DESCRIPTION (provided by applicant): Our long-term goal is to understand how the fate of proteins is regulated by the ubiquitin (Ub) system. Ub, an abundant 76-residue protein, is highly conserved among eukaryotes. Ubiquitylation - the covalent conjugation of Ub to lysine residues on other intracellular proteins - regulates a myriad of cellular processes, including cell cycle progression, DNA repair, transcription, stress responses and signal transduction. Ub is best known as a signal to target proteins for destruction by a multisubunit, ATP dependent protease termed the proteasome. How the substrates are delivered to the proteasome is one of the most challenging issues in the field. It is proposed that adaptor molecules, which selectively recognize ubiquitylated substrates, perform this vital function in deciding the final destination of substrates. We will focus on S. cerevisiae Rad23, a candidate adaptor molecule involved in delivering ubiquitylated substrates to the proteasome. Rad23 has two functional domains: a ubiquitin-like element (UBL), and a ubiquitin-associated motif (UBA). The UBL motif was shown to directly bind the proteasome subunit Rpn1. Several groups including ours found that the UBA domain preferentially binds ubiquitylated substrates. And yeast cells lacking Rad23 are deficient in proteolysis. Importantly, Rad23 promotes the formation of the proteasome-Ub conjugates complex in vivo and in vitro. More recently, we found that Rad23 and Dsk2 interact with Ufd2, an E4 enzyme important for Ub-chain assembly. Based on biochemical properties and genetic evidence, we propose that Rad23-like adaptor proteins recognize multi-ubiquitylated substrates and deliver them to the proteasome through various binding partners. The yeast Ufd2-Rad23 complex regulates the degradation of UFD substrates, Hmg-CoA reductase, and the transcription factor Spt23, and prion protein. We propose the following aims in an effort to decipher the biological role of the adaptor molecules in substrate proteolysis. Aim 1 is to understand the mechanism underlying the substrate selectivity of Rad23. Aim 2 is to determine the regulation of the Rad23-Ufd2 complex. Aim 3 is to define the function of Rad23-mediated proteolysis in prion biogenesis. These studies should reveal novel insights into the mechanisms and functions of the Ub system, and provide defined molecular targets for future intervention in human diseases.

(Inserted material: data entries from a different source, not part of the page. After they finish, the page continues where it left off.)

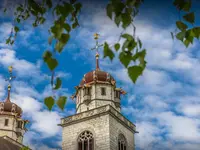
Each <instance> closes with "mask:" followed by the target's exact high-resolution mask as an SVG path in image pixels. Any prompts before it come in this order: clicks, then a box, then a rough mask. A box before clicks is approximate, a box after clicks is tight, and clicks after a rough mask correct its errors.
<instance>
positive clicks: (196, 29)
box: [192, 27, 200, 39]
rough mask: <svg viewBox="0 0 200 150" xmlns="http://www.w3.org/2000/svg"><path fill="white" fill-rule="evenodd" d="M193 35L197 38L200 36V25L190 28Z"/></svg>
mask: <svg viewBox="0 0 200 150" xmlns="http://www.w3.org/2000/svg"><path fill="white" fill-rule="evenodd" d="M192 30H193V33H194V34H195V37H196V38H197V39H198V38H199V37H200V27H195V28H193V29H192Z"/></svg>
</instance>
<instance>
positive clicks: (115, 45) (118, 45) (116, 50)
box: [115, 43, 120, 51]
mask: <svg viewBox="0 0 200 150" xmlns="http://www.w3.org/2000/svg"><path fill="white" fill-rule="evenodd" d="M119 48H120V44H119V43H116V44H115V50H116V51H118V50H119Z"/></svg>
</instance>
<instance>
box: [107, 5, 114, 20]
mask: <svg viewBox="0 0 200 150" xmlns="http://www.w3.org/2000/svg"><path fill="white" fill-rule="evenodd" d="M106 10H107V16H108V17H109V18H110V19H112V12H113V6H112V4H108V5H107V7H106Z"/></svg>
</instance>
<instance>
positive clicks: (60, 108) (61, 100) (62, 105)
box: [57, 96, 67, 110]
mask: <svg viewBox="0 0 200 150" xmlns="http://www.w3.org/2000/svg"><path fill="white" fill-rule="evenodd" d="M66 102H67V97H66V96H61V97H59V99H58V101H57V105H58V107H59V108H60V109H62V110H64V107H65V104H66Z"/></svg>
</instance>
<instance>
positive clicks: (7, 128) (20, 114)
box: [0, 67, 28, 147]
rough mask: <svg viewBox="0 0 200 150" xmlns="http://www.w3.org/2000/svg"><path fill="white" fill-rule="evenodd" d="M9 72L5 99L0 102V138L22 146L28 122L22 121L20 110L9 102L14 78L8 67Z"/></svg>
mask: <svg viewBox="0 0 200 150" xmlns="http://www.w3.org/2000/svg"><path fill="white" fill-rule="evenodd" d="M9 72H10V77H9V78H8V79H7V81H9V84H8V90H7V98H6V99H5V101H3V102H0V138H1V137H8V138H9V139H11V140H13V141H16V143H19V144H22V143H23V136H24V133H25V132H26V131H27V129H26V128H25V124H26V123H27V122H28V121H27V120H23V119H22V109H21V108H20V107H19V106H18V105H17V104H15V103H13V102H11V100H10V93H11V81H12V80H13V79H14V78H15V77H13V76H12V67H9ZM8 138H7V139H8ZM0 147H1V146H0Z"/></svg>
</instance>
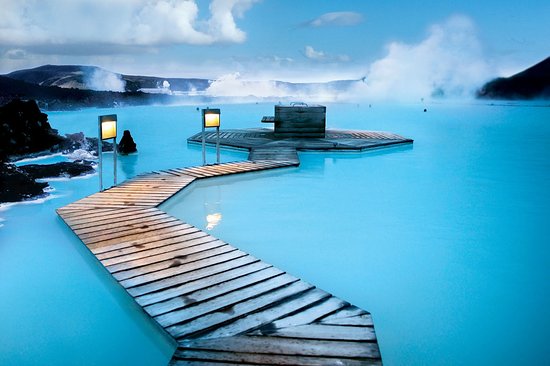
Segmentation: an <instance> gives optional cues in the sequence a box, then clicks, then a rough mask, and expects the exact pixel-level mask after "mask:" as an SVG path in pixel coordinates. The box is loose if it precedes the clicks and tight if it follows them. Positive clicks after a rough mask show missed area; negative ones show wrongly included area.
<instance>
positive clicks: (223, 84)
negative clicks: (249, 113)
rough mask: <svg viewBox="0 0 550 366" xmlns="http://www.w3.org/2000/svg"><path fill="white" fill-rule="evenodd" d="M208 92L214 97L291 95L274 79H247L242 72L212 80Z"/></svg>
mask: <svg viewBox="0 0 550 366" xmlns="http://www.w3.org/2000/svg"><path fill="white" fill-rule="evenodd" d="M206 93H207V94H208V95H211V96H214V97H224V96H230V97H251V96H253V97H255V98H268V97H282V96H287V95H289V92H288V90H286V89H285V88H281V87H279V86H277V84H276V83H275V82H274V81H270V80H264V81H247V80H243V79H242V78H241V75H240V73H238V72H235V73H232V74H226V75H223V76H221V77H220V78H218V79H217V80H215V81H214V82H212V84H210V87H209V88H208V89H207V91H206Z"/></svg>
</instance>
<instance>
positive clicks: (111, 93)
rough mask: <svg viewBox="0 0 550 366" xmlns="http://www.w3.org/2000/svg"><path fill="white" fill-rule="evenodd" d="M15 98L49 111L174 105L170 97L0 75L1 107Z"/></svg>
mask: <svg viewBox="0 0 550 366" xmlns="http://www.w3.org/2000/svg"><path fill="white" fill-rule="evenodd" d="M13 99H25V100H28V99H33V100H36V101H37V103H38V105H39V107H40V108H42V109H49V110H66V109H79V108H88V107H113V106H123V105H144V104H149V103H171V102H173V97H172V96H170V95H151V94H146V93H141V92H126V93H120V92H109V91H93V90H80V89H68V88H60V87H57V86H42V85H37V84H32V83H27V82H25V81H21V80H16V79H12V78H9V77H5V76H0V106H1V105H4V104H6V103H8V102H9V101H11V100H13Z"/></svg>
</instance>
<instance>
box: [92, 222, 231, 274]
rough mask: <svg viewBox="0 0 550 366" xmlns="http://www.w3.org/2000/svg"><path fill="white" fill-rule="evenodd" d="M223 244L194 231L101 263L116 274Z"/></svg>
mask: <svg viewBox="0 0 550 366" xmlns="http://www.w3.org/2000/svg"><path fill="white" fill-rule="evenodd" d="M189 230H190V229H189ZM224 244H225V243H224V242H222V241H221V240H217V239H216V238H214V237H213V236H210V235H208V234H206V233H205V232H204V231H200V230H196V231H192V232H190V233H189V234H187V235H182V236H178V237H176V238H170V239H165V240H159V241H155V242H152V243H149V245H148V246H145V245H144V246H143V247H141V248H139V249H138V250H132V251H128V254H126V255H119V256H116V257H110V258H107V259H105V260H102V261H101V263H103V265H104V266H105V267H107V269H109V271H112V272H117V271H120V270H124V269H130V268H134V267H139V266H140V265H141V264H142V263H147V264H152V263H155V262H160V261H163V260H165V259H166V258H169V257H170V256H173V255H177V256H183V255H185V253H187V252H189V253H191V252H193V251H200V250H201V248H207V247H211V246H220V245H224ZM176 252H177V253H176Z"/></svg>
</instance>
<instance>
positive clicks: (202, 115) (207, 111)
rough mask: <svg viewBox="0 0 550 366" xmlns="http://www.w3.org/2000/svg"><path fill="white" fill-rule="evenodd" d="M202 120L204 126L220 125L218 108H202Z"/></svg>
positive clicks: (219, 114) (219, 111) (219, 115)
mask: <svg viewBox="0 0 550 366" xmlns="http://www.w3.org/2000/svg"><path fill="white" fill-rule="evenodd" d="M202 122H203V126H204V127H220V110H219V109H218V108H207V109H203V110H202Z"/></svg>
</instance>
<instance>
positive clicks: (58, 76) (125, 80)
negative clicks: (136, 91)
mask: <svg viewBox="0 0 550 366" xmlns="http://www.w3.org/2000/svg"><path fill="white" fill-rule="evenodd" d="M107 75H110V76H113V77H115V78H116V79H119V80H120V81H121V82H122V83H123V84H124V91H127V92H136V91H139V90H140V89H162V88H163V83H164V82H165V81H167V82H168V83H169V84H170V90H171V91H176V92H183V93H185V92H191V91H204V90H206V89H207V88H208V87H209V86H210V83H211V80H208V79H199V78H161V77H156V76H139V75H123V74H118V73H113V72H110V71H107V70H104V69H102V68H100V67H96V66H81V65H44V66H39V67H35V68H33V69H25V70H18V71H14V72H11V73H9V74H7V75H5V76H7V77H9V78H12V79H16V80H21V81H26V82H28V83H32V84H37V85H41V86H59V87H62V88H78V89H90V90H104V89H103V88H101V87H99V88H98V86H97V85H94V82H93V81H94V77H95V76H97V77H99V78H101V77H105V76H107Z"/></svg>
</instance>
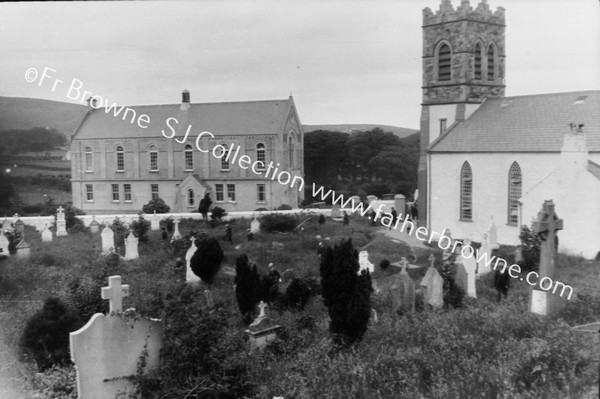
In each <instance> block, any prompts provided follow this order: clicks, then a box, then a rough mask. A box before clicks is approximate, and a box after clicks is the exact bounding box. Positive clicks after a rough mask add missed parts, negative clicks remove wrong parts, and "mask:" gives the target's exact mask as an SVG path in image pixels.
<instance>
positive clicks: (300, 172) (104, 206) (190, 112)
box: [71, 90, 304, 214]
mask: <svg viewBox="0 0 600 399" xmlns="http://www.w3.org/2000/svg"><path fill="white" fill-rule="evenodd" d="M127 111H128V112H131V113H133V114H134V115H143V116H144V117H146V119H147V120H149V121H150V123H149V124H147V125H146V126H147V128H143V126H141V125H140V124H139V123H138V124H136V123H130V121H129V120H126V119H125V118H124V117H123V118H119V117H115V115H113V113H114V112H113V113H111V111H108V112H105V110H104V109H102V108H96V107H93V106H92V107H90V110H89V111H88V112H87V114H86V115H85V117H84V118H83V121H82V122H81V123H80V125H79V127H78V128H77V129H76V131H75V132H74V134H73V136H72V138H71V173H72V195H73V206H75V207H77V208H79V209H81V210H83V211H85V212H86V213H88V214H116V213H137V212H140V211H141V210H142V207H143V205H145V204H147V203H148V202H149V201H150V200H152V199H155V198H161V199H163V200H164V201H165V203H166V204H167V205H168V206H169V207H170V208H171V211H172V212H194V211H197V209H198V205H199V204H200V200H201V199H202V198H203V197H204V195H205V194H206V193H210V194H211V199H212V201H213V206H219V207H221V208H224V209H225V210H226V211H228V212H230V211H254V210H256V209H261V208H262V209H268V210H275V209H277V208H278V207H280V206H282V205H288V206H290V207H292V208H297V207H298V205H299V204H300V202H301V201H302V200H303V195H304V193H303V192H302V191H301V190H298V189H297V188H294V187H290V186H287V185H282V184H280V183H279V182H278V181H276V180H275V181H274V180H273V179H269V178H268V177H267V176H266V175H264V174H262V175H261V171H263V172H264V171H265V170H267V165H272V164H277V165H278V168H279V169H280V170H285V171H287V172H288V173H289V174H290V175H296V176H300V177H302V176H303V175H304V154H303V148H304V133H303V131H302V126H301V124H300V120H299V118H298V114H297V110H296V106H295V104H294V100H293V98H292V97H291V96H290V97H289V98H288V99H283V100H266V101H239V102H223V103H200V104H193V103H191V102H190V93H189V91H187V90H184V91H183V92H182V99H181V104H171V105H147V106H133V107H127ZM138 118H139V117H138ZM147 120H146V122H147ZM174 120H176V121H177V122H178V123H177V124H175V123H173V121H174ZM165 122H167V123H166V124H165ZM169 122H170V123H169ZM188 129H191V130H192V131H193V133H191V134H189V138H188V139H187V140H185V138H186V137H187V132H188ZM201 132H210V133H211V134H210V135H209V134H204V135H202V137H201V138H200V139H198V140H196V137H197V136H199V135H200V133H201ZM165 133H166V134H165ZM192 135H193V137H192ZM215 146H222V147H221V148H236V150H237V149H238V148H239V153H240V154H238V153H237V151H236V154H235V157H238V155H247V156H248V157H249V158H250V159H251V160H252V162H253V163H254V164H253V167H254V168H255V169H257V171H258V174H257V172H254V173H253V172H252V171H251V170H249V169H248V168H244V167H243V165H242V166H240V165H241V163H238V164H236V163H234V162H233V161H232V159H230V157H229V156H228V155H230V154H228V153H227V152H226V151H224V154H223V153H222V154H221V157H220V158H217V157H215V156H213V155H212V154H211V152H210V150H211V149H213V148H214V147H215ZM199 149H203V150H199ZM256 165H258V166H256Z"/></svg>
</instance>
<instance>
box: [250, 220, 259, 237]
mask: <svg viewBox="0 0 600 399" xmlns="http://www.w3.org/2000/svg"><path fill="white" fill-rule="evenodd" d="M250 231H251V232H252V234H258V233H260V221H259V220H258V219H257V218H254V219H253V220H252V222H250Z"/></svg>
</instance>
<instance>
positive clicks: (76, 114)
mask: <svg viewBox="0 0 600 399" xmlns="http://www.w3.org/2000/svg"><path fill="white" fill-rule="evenodd" d="M86 112H87V107H86V106H84V105H79V104H71V103H63V102H59V101H52V100H40V99H37V98H23V97H0V130H9V129H25V130H27V129H32V128H34V127H44V128H49V129H56V130H58V131H59V132H60V133H64V134H65V135H66V136H67V137H70V136H71V134H72V133H73V131H74V130H75V129H76V128H77V126H79V123H80V122H81V120H82V119H83V116H84V115H85V113H86Z"/></svg>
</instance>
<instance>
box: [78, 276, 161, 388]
mask: <svg viewBox="0 0 600 399" xmlns="http://www.w3.org/2000/svg"><path fill="white" fill-rule="evenodd" d="M101 293H102V298H103V299H108V300H109V301H110V302H109V307H110V311H111V314H110V315H108V316H105V315H103V314H102V313H96V314H95V315H94V316H92V318H91V319H90V320H89V321H88V323H87V324H86V325H85V326H83V327H82V328H81V329H79V330H77V331H75V332H72V333H70V334H69V342H70V348H71V359H72V360H73V363H75V368H76V370H77V392H78V397H79V398H80V399H114V398H125V397H127V398H129V397H136V396H135V395H134V392H135V390H136V387H135V385H134V382H133V381H134V377H136V376H138V375H139V374H140V373H141V374H142V375H144V374H146V373H148V371H150V370H151V369H153V368H155V367H157V366H158V361H159V352H160V349H161V347H162V338H161V337H162V325H161V323H160V321H158V320H148V319H144V318H140V317H139V316H137V315H135V310H132V312H130V311H125V313H122V299H123V296H127V295H128V293H129V286H127V285H124V286H122V285H121V277H120V276H111V277H109V286H108V287H104V288H102V291H101ZM130 395H131V396H130Z"/></svg>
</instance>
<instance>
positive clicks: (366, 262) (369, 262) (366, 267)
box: [358, 251, 375, 274]
mask: <svg viewBox="0 0 600 399" xmlns="http://www.w3.org/2000/svg"><path fill="white" fill-rule="evenodd" d="M358 264H359V265H360V270H359V271H358V274H360V273H361V272H362V271H363V270H368V271H369V273H373V272H374V271H375V265H374V264H372V263H371V262H370V261H369V253H368V252H367V251H360V252H359V253H358Z"/></svg>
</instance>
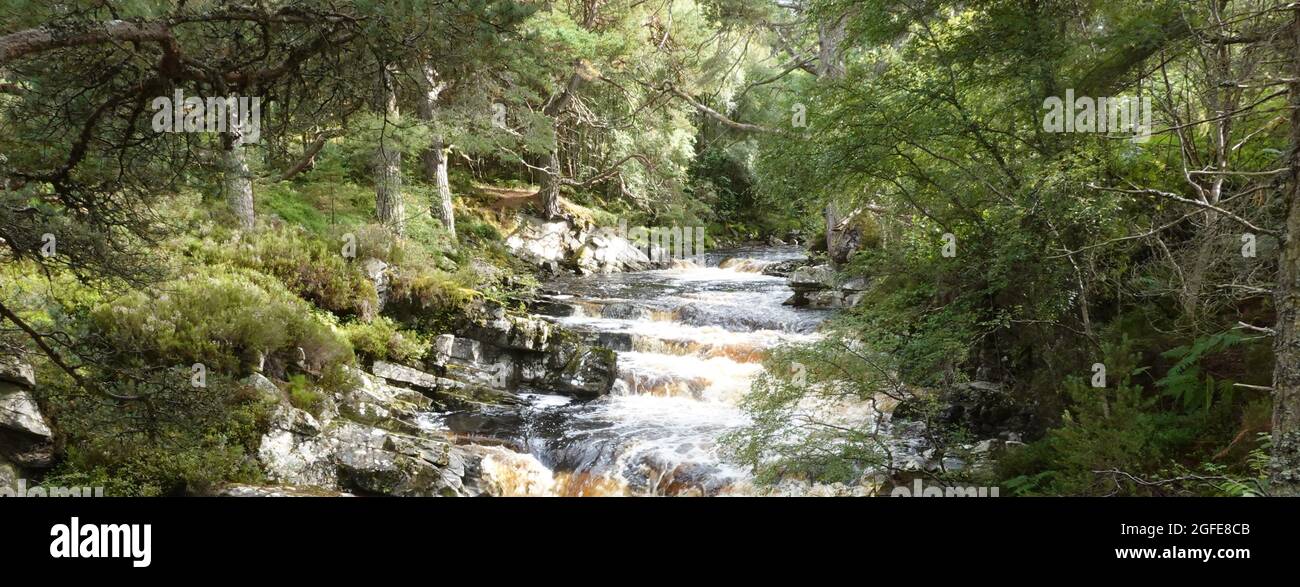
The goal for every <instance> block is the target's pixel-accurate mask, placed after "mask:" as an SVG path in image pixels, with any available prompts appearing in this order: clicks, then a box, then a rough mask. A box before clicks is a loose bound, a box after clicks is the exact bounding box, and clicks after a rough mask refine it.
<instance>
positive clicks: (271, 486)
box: [208, 483, 352, 497]
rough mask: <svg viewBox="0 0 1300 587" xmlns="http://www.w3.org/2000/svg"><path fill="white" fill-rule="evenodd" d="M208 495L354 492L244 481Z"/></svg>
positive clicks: (336, 495)
mask: <svg viewBox="0 0 1300 587" xmlns="http://www.w3.org/2000/svg"><path fill="white" fill-rule="evenodd" d="M208 495H212V496H217V497H352V493H344V492H341V491H333V490H322V488H318V487H295V486H250V484H242V483H230V484H225V486H221V487H217V488H216V490H214V491H212V492H211V493H208Z"/></svg>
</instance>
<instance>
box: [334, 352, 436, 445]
mask: <svg viewBox="0 0 1300 587" xmlns="http://www.w3.org/2000/svg"><path fill="white" fill-rule="evenodd" d="M376 366H377V368H380V369H377V370H376V371H377V374H378V373H380V371H385V370H386V368H389V366H391V368H394V369H391V370H394V371H398V373H402V374H403V375H406V371H404V370H406V369H409V368H402V366H400V365H393V364H382V362H381V361H377V362H376ZM411 371H415V370H413V369H411ZM354 373H355V382H356V384H355V386H352V387H351V388H350V390H347V391H344V392H342V393H339V403H338V410H339V416H342V417H344V418H347V419H351V421H354V422H360V423H365V425H369V426H378V427H383V429H389V430H398V431H406V432H415V431H417V430H419V429H420V426H419V423H417V422H416V421H417V418H419V414H420V413H421V412H425V410H428V409H430V408H432V406H433V400H430V399H429V397H426V396H425V395H422V393H420V392H417V391H412V390H403V388H399V387H393V386H389V384H386V383H383V381H381V378H380V377H377V374H376V375H370V374H368V373H361V371H354ZM416 373H419V375H420V377H432V375H428V374H425V373H420V371H416Z"/></svg>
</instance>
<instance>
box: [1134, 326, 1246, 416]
mask: <svg viewBox="0 0 1300 587" xmlns="http://www.w3.org/2000/svg"><path fill="white" fill-rule="evenodd" d="M1243 340H1247V338H1245V336H1242V335H1240V334H1236V332H1232V331H1223V332H1218V334H1214V335H1210V336H1203V338H1199V339H1196V342H1195V343H1192V344H1191V345H1182V347H1175V348H1171V349H1169V351H1165V352H1164V353H1161V356H1162V357H1165V358H1178V362H1177V364H1174V366H1171V368H1170V369H1169V371H1167V373H1165V377H1162V378H1161V379H1160V381H1157V382H1156V387H1160V388H1161V390H1164V391H1162V392H1164V395H1166V396H1169V397H1171V399H1173V400H1174V401H1177V403H1180V404H1182V405H1183V409H1184V410H1187V412H1192V410H1195V409H1201V410H1205V412H1208V410H1209V409H1210V405H1213V403H1214V396H1216V395H1218V396H1219V399H1221V401H1227V403H1231V401H1232V390H1234V387H1232V382H1231V381H1226V379H1223V381H1218V379H1214V377H1213V375H1208V374H1206V375H1204V377H1203V374H1201V365H1200V361H1201V358H1204V357H1206V356H1210V355H1216V353H1219V352H1223V351H1226V349H1229V348H1231V347H1234V345H1236V344H1239V343H1242V342H1243Z"/></svg>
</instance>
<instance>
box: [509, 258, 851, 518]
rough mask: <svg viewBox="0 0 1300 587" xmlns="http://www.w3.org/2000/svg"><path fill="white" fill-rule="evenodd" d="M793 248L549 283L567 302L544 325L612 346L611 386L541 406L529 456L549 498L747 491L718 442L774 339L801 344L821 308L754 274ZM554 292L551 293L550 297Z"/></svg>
mask: <svg viewBox="0 0 1300 587" xmlns="http://www.w3.org/2000/svg"><path fill="white" fill-rule="evenodd" d="M800 255H801V252H800V251H798V249H793V248H792V249H754V251H745V252H741V253H740V255H735V253H733V255H729V256H722V255H710V256H706V258H703V260H701V261H702V262H698V264H697V262H689V264H688V262H682V264H676V265H673V266H671V268H668V269H663V270H654V271H640V273H625V274H610V275H591V277H585V278H568V279H564V281H562V282H558V283H555V284H552V287H554V288H555V290H558V291H563V292H565V295H564V296H563V297H564V299H563V300H555V301H563V303H565V304H568V305H571V306H573V308H575V310H573V312H571V313H568V316H559V317H555V318H554V319H555V322H558V323H560V325H563V326H565V327H567V329H571V330H573V331H576V332H580V334H582V335H585V336H588V338H589V339H591V340H594V342H598V343H601V344H604V345H607V347H610V348H614V349H615V351H616V352H617V353H619V377H617V382H616V383H615V388H614V391H612V392H611V393H610V395H608V396H606V397H602V399H599V400H595V401H589V403H572V404H565V405H563V406H558V408H554V409H550V410H546V412H545V414H543V416H542V418H543V419H546V422H547V426H546V430H545V432H543V434H541V435H538V436H534V438H532V439H530V440H529V442H528V447H529V451H532V452H533V455H536V456H537V457H538V458H539V460H541V461H542V462H543V464H546V465H547V466H549V468H550V469H552V470H555V471H556V474H555V478H556V486H558V490H556V491H558V492H559V493H560V495H719V493H735V492H736V491H738V488H740V487H748V482H749V474H748V471H746V470H745V469H744V468H740V466H737V465H736V464H732V462H728V461H727V458H725V456H724V455H723V452H722V449H720V447H719V440H720V438H722V436H723V435H724V434H727V432H728V431H732V430H737V429H738V427H741V426H745V425H746V423H748V418H746V416H745V414H744V412H742V410H741V409H740V408H738V404H740V401H741V400H742V399H744V397H745V395H746V393H749V390H750V386H751V383H753V381H754V378H755V377H758V375H759V374H761V373H762V365H761V361H762V360H763V357H764V356H766V353H767V351H768V349H770V348H772V347H775V345H777V344H781V343H785V342H794V340H810V339H813V338H814V336H815V334H814V332H813V331H814V329H815V326H816V323H818V322H820V321H822V319H823V318H824V317H826V314H824V313H818V312H809V310H796V309H792V308H789V306H785V305H783V301H784V300H785V299H787V297H789V296H790V290H789V287H788V286H787V283H785V279H783V278H779V277H770V275H764V274H762V270H763V268H766V266H767V265H770V264H772V262H777V261H784V260H789V258H796V257H798V256H800ZM556 297H559V296H556Z"/></svg>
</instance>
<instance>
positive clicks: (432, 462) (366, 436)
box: [329, 422, 472, 496]
mask: <svg viewBox="0 0 1300 587" xmlns="http://www.w3.org/2000/svg"><path fill="white" fill-rule="evenodd" d="M329 435H330V438H333V439H334V440H335V442H337V443H338V447H339V451H338V473H339V484H341V487H344V488H348V490H352V491H357V492H363V493H380V495H393V496H463V495H472V493H471V492H469V491H467V488H465V486H464V477H465V462H464V455H463V452H461V451H459V449H458V448H456V447H454V445H452V444H451V443H450V442H446V440H441V439H434V438H429V436H411V435H403V434H396V432H389V431H386V430H381V429H370V427H365V426H360V425H355V423H351V422H342V423H341V425H338V426H335V427H334V429H331V430H330V431H329Z"/></svg>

描述（由申请人提供）：我们的长期目标是了解蛋白质的命运如何受泛素（UB）系统调节。 UB是一种丰富的76个残留蛋白，在真核生物中是高度保守的。泛素化 - UB与其他细胞内蛋白质上的赖氨酸残基共轭 - 调节无数的细胞过程，包括细胞周期进程，DNA修复，转录，压力反应和信号转导。 UB最著名的是靶向蛋白质的信号，以通过多亚基的ATP蛋白酶称为蛋白酶体。如何将基材传递到蛋白酶体是该领域最具挑战性的问题之一。有人提出，在决定底物的最终目的地时，选择性地识别泛素化底物的适配器分子在确定最终目的地时会执行这一重要功能。我们将重点放在酿酒酵母Rad23上，这是一种候选衔接子分子，涉及将泛素化的底物传递到蛋白酶体。 RAD23具有两个功能域：泛素样元素（UBL）和一个泛素相关的基序（UBA）。显示UBL基序可直接结合蛋白酶体亚基RPN1。包括我们的几个组发现UBA域优先结合泛素化的底物。缺乏RAD23的酵母细胞缺乏蛋白水解。重要的是，RAD23促进了体内和体外的蛋白酶体 - UB结合物的形成。最近，我们发现RAD23和DSK2与UFD2相互作用，UFD2是一种对UB链组件重要的E4酶。基于生化特性和遗传证据，我们建议RAD23样衔接蛋白识别多泛素化的底物，并通过各种结合伙伴将其传递到蛋白酶体。酵母UFD2-RAD23复合物调节UFD底物，HMG-COA还原酶和转录因子SPT23和Prion蛋白的降解。我们提出以下目的，以破译衔接分子在底物蛋白水解中的生物学作用。目的1是了解RAD23底物选择性的基础机制。 AIM 2是确定Rad23-UFD2复合物的调节。目的3是定义Rad23介导的蛋白水解在prion生物发生中的功能。这些研究应揭示对UB系统机制和功能的新见解，并为未来干预人类疾病提供确定的分子靶标。